Investigating Aerobic and Anaerobic Methane Oxidation in Oil Sands Tailings Facilities

Abstract

Oil remains a vital economic driver, fueled by a growing global population and rising resource consumption. Canada holds the third-largest proven oil reserves in the world, with much of it in the Alberta Oil Sands Region (AOSR). Surface mining in the AOSR produces tailings, a mixture of water, sand, silt, clay, and residual bitumen, which are stored in large tailings facilities covering ~300 km2. These facilities can be a regional source of methane that is generated through microbial methanogenesis in the anoxic fluid fine tailings (FFTs).
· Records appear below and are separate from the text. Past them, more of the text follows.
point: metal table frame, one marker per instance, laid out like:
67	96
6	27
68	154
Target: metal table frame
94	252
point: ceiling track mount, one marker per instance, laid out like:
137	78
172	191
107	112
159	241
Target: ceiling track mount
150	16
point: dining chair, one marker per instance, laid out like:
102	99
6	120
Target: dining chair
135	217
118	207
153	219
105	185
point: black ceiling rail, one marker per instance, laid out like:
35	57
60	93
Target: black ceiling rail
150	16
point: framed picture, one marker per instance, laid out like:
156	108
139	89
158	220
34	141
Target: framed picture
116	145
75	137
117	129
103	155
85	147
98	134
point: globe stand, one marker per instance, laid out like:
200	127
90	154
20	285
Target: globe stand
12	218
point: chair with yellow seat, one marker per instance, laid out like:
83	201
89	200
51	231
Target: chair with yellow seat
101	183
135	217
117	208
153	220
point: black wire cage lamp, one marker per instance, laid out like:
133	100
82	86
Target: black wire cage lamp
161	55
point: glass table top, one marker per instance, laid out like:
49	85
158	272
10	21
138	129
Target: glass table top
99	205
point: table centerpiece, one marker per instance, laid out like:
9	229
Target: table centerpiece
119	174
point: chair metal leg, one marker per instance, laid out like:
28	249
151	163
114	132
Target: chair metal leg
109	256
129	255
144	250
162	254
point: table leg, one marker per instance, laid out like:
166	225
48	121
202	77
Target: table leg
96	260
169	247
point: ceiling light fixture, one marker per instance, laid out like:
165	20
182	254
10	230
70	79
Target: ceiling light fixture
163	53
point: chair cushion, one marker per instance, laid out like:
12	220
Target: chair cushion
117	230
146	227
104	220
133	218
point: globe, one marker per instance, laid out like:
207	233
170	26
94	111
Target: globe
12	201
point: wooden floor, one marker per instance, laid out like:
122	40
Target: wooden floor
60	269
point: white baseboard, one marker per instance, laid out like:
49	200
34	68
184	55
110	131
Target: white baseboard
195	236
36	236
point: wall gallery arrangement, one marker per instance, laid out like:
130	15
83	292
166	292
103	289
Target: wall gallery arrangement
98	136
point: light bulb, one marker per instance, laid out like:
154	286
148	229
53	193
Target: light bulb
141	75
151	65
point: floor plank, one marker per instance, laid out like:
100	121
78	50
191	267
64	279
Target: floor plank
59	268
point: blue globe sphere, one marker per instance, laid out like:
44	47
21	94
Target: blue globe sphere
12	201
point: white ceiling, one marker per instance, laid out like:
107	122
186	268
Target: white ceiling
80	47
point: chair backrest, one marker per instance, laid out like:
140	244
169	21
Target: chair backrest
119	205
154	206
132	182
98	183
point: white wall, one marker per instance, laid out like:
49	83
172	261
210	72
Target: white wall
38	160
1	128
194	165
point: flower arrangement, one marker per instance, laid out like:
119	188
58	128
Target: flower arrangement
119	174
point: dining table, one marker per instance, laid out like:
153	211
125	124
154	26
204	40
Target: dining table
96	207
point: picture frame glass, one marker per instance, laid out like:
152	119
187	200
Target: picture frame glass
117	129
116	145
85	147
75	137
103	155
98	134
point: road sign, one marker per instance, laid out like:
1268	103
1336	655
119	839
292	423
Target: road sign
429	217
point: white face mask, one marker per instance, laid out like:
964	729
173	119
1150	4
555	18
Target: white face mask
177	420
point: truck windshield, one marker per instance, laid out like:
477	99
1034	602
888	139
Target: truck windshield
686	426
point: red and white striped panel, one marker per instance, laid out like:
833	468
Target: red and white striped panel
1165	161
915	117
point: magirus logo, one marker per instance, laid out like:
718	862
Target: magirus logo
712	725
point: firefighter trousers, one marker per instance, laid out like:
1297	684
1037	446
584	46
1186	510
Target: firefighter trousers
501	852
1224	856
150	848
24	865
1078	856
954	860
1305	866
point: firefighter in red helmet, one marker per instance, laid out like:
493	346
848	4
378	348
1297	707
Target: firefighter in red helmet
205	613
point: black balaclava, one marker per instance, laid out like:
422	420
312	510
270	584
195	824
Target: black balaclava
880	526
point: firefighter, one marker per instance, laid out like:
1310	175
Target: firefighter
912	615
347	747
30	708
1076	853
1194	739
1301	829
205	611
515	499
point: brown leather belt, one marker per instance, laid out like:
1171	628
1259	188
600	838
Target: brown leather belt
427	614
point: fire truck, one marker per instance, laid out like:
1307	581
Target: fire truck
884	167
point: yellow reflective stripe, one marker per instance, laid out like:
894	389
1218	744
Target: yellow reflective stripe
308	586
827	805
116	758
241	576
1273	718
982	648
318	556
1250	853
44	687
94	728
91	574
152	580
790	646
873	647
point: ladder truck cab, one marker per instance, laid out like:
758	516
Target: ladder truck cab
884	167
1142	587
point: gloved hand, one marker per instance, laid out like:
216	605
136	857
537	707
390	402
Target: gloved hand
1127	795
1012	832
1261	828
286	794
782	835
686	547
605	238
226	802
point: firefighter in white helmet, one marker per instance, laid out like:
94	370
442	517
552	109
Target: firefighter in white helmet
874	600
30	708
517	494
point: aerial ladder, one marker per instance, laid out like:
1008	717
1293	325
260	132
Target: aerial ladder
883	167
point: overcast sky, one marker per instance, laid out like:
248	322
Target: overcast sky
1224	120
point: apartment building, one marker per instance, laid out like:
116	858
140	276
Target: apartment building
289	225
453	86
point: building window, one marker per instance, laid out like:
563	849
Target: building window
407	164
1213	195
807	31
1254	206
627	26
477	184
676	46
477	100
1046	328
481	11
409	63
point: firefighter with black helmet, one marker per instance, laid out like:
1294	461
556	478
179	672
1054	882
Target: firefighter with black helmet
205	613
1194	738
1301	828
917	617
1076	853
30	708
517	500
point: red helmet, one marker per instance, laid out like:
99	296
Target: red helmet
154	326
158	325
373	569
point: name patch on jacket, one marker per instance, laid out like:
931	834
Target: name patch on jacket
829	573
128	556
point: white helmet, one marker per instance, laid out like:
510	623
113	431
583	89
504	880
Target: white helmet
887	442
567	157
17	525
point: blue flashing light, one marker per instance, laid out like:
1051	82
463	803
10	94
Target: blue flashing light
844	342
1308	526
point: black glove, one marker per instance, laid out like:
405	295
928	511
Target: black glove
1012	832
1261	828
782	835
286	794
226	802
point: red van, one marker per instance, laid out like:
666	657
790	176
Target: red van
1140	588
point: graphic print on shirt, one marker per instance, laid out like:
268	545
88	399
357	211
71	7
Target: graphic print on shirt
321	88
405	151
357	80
While methane oxidation can mitigate emissions in natural systems, its occurrence and extent in tailings systems are poorly constrained. This thesis investigated methane production and consumption at two AOSR tailings facilities (Site A and Site B) by using dissolved methane concentration trends, stable carbon isotope analysis, and phospholipid fatty acid (PLFA) biomarkers for methanotrophic activity. Across both sites, dissolved methane [CH4] in the water column was low but increased sharply with depth across the interface boundary and in the FFT, exhibiting saturated conditions. The methane concentration revealed a consumption profile upwards across the FFT-water interface, suggesting methane loss by either aerobic oxidation and/or transport mechanisms. Isotope data (δ13C-CH4 and δ13C-CO2) revealed a multi-pathway system for methane production, with limited fractionation evidence for methane oxidation. PLFA analysis of pooled biomarkers (C16:1 and C18:1) showed increased abundance upwards at the interface and into water column. Isotopic signatures of these PLFAs suggested some relative methanotrophy at Site A due to the depletion of C16:1 relative to C18:1 and other PLFAs, but strong methane-derived carbon incorporation at Site B. These findings demonstrate site-specific and spatial variability in the geochemical conditions that may be controlling aerobic methane oxidation within these systems and limiting methane release into the atmosphere.